Ok, aber kommen wir zum Spiel selbst.
Grafik:
Der Sprung von 2D nach 3D ist recht gut geglueckt (die hoechste Zoomstufe sieht vielleicht nicht so toll aus) wie man jedoch (wie manche hier) behaupten kann, die Grafik waere dieselbe wie bei Stronghold 1 ist mir schleierhaft, man sehe sich nur mal Meere und Fluesse an, die wirklich sehr gut aussehen. Man sollte nur darauf achten, die neuesten Grafiktreiber zu haben, sonst kann es Probleme geben. Leider ist hier noch nicht alles geloest, so fehlen fuer meine Grafikkarte (Mobility RADEON) auch mit neuestem Treiber leider die Texturen der Seen (sehen aus wie Schachbrett muster...). Aber das wird wohl noch werden nach ein paar Patches.
Wirtschaftssytem:
Viele Erweiterungen warten auf den Spieler. So muss man sich nun auch um den Schmutz und Ratten kuemmern, es gibt mit der Lord Kueche eine zweite, komplett neue Nahrungskette, man muss sich um Diebe u.a kuemmern... Am Prinzip selbst wurde nicht viel gedreht, nur erweitert.

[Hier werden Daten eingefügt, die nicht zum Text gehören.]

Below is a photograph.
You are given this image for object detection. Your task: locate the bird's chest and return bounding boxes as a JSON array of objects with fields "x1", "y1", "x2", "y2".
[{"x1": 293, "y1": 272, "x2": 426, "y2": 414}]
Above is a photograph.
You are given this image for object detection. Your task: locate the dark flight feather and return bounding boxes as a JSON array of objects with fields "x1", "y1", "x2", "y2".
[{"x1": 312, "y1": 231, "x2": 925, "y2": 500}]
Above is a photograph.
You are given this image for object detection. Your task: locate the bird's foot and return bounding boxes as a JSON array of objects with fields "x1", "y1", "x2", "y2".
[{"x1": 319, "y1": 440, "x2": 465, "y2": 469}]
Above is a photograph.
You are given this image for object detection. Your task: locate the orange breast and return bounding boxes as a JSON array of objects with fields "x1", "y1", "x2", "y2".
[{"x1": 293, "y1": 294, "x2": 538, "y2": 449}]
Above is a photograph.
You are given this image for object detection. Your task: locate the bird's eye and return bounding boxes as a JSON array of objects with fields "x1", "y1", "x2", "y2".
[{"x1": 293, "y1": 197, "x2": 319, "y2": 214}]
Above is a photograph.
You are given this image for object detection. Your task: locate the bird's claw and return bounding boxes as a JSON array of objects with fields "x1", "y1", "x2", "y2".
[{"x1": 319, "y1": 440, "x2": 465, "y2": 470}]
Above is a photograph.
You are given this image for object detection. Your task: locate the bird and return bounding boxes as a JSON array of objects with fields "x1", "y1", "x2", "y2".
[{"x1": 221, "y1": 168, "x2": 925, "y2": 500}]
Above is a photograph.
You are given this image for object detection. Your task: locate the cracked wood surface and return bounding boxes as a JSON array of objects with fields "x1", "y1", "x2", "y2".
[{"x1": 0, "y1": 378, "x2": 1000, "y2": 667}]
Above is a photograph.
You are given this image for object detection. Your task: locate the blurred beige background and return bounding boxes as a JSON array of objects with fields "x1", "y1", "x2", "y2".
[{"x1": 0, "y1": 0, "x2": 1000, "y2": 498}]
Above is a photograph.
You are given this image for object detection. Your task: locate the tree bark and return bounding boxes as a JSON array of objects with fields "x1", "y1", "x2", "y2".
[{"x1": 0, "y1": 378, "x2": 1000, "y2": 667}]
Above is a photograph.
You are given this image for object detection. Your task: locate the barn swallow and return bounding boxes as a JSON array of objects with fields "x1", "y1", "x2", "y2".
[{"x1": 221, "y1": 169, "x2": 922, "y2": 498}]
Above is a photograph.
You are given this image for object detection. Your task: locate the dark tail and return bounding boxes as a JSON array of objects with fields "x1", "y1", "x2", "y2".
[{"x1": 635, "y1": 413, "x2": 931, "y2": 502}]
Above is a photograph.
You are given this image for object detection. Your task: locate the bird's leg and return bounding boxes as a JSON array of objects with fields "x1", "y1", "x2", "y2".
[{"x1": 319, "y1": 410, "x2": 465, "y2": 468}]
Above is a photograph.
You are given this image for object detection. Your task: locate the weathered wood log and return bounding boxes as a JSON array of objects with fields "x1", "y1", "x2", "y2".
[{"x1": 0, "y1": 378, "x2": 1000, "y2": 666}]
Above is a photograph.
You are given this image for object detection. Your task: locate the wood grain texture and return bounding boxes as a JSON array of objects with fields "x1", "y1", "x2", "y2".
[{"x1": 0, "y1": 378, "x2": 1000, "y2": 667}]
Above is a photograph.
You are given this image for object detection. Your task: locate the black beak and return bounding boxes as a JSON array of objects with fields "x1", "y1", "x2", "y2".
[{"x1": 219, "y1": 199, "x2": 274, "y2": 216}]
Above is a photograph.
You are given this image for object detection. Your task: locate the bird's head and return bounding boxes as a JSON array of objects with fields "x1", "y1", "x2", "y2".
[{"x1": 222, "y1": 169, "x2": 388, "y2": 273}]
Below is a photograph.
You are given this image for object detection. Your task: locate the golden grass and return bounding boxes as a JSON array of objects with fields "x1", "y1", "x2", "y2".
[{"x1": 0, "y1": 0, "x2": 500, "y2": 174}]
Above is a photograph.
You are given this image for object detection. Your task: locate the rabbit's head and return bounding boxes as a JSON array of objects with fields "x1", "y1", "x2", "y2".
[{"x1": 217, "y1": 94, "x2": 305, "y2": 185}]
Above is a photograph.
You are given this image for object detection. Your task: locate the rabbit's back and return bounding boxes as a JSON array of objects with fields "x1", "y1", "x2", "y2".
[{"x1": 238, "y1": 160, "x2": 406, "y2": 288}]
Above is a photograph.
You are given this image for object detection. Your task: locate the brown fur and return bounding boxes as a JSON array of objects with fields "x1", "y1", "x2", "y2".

Was etwas negativ auffaellt ist, dass man nun keine einzelnen Gebauede eines Industriezweiges mehr pausieren kann, sondern nur ALLE Gebaeude auf einmal. Das ist nicht optimal geloest. Daneben sind die alten Bekannten im neuen Gewandt wieder vertreten, so dass sich der beliebte Wuselfaktor schnell wieder einstellt. Insgesamt gut gelungen.
Kampf:
Hier gibts leider noch einiges zu meckern. Die Performance geht (auch auf High End Systemen) naemlich leider MASSIG in die Knie, sobald ein Kampf startet, teilweise so arg, dass an eine Kontrolle der eigenen Armee nicht mehr zu denken ist (Dia Show ...). Hier muss unbedingt was geandert werden. Ansonsten laeuft das Spiel mit den angegeben Specs recht fluessig.
Tips gegen den Lag:
- Pfeil Trajektorie und Bodenschatten ausschalten.
- NPatch auf Null (Bringt eh nicht soviel)
- Ganz wichtig: Draw Distance reduzieren (1/4 oder so). Dies bringt den groessten Gewinn und faellt optisch auch nicht so sehr ins Gewicht.
Die AI der Gegner ist leider nicht allzu hoch, naja, Geschmackssache wie man dazu steht. Koennte halt ein bischen besser sein. Was jedoch schwerer wiegt, ist dass das Spiel auch auf Version 1.1 noch ziemlich buggy ist. Ich habe zwar nicht erlebt, dass Feinde einfach durch Mauern durchgehen, aber dafuer schmiert die ganze Geschichte in Kapitel 6 schlicht und ergreifend auf Windows Ebene ab (Story trigger bedingt). Daher kann ich ueber die hoeheren Kapitel noch nichts sagen.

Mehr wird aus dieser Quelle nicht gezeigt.